4. Sinead O’ConnorThe Lion And The Cobra

This was just such a revelation. I was the same age, as I will always be the same age as Sinead was, and when that album came out, I was really moving from understanding folk music to dance music and electronic music. With this, musically, before I can talk about lyrically and politically, it was so interesting that she would have these very vulnerable songs, but then also big dance beats, and it was a revelation for me to be able to not see things as so purist. And then to have a hit, ‘Mandinka’, which was about female genital mutilation, but was up for song of the year at the Grammys, is very powerful. Or ‘Jerusalem’, which is about the breakdown of a relationship, but relating it to the breakdown of Palestinian and Israeli issues. Just so powerful, so ahead of the game in understanding politics and understanding religion and respect for humans, not just going by what a priest says or patriarchal methods.

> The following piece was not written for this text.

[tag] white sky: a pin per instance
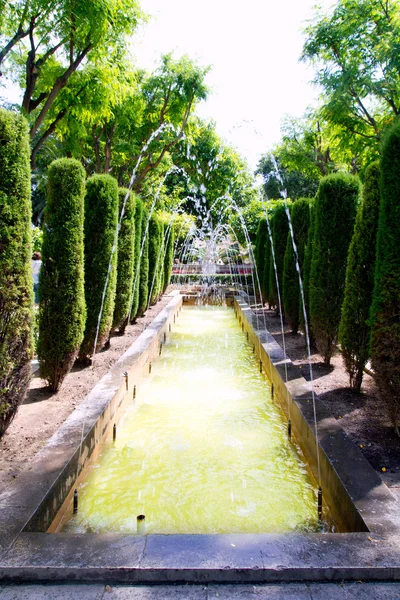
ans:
(253, 47)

And the presentation of shaving her head and wearing these oversized clothes, which is now such a standard fashion, but she wasn’t really thinking about fashion. She was just thinking about how to express herself in a way that, because she was who she was, and young and beautiful, but just trying to say her politics and also just being so misunderstood… I could go on and on and on.
She was just incredible, an incredible voice. And also, how vulnerable you can be in these lyrics. If I think about the song ‘Troy’ and how it just ramps up, I loved the way she would just ramp up songs. They would just go on this diagonal plane of intensity, more and more and more, rather than being verse chorus verse chorus.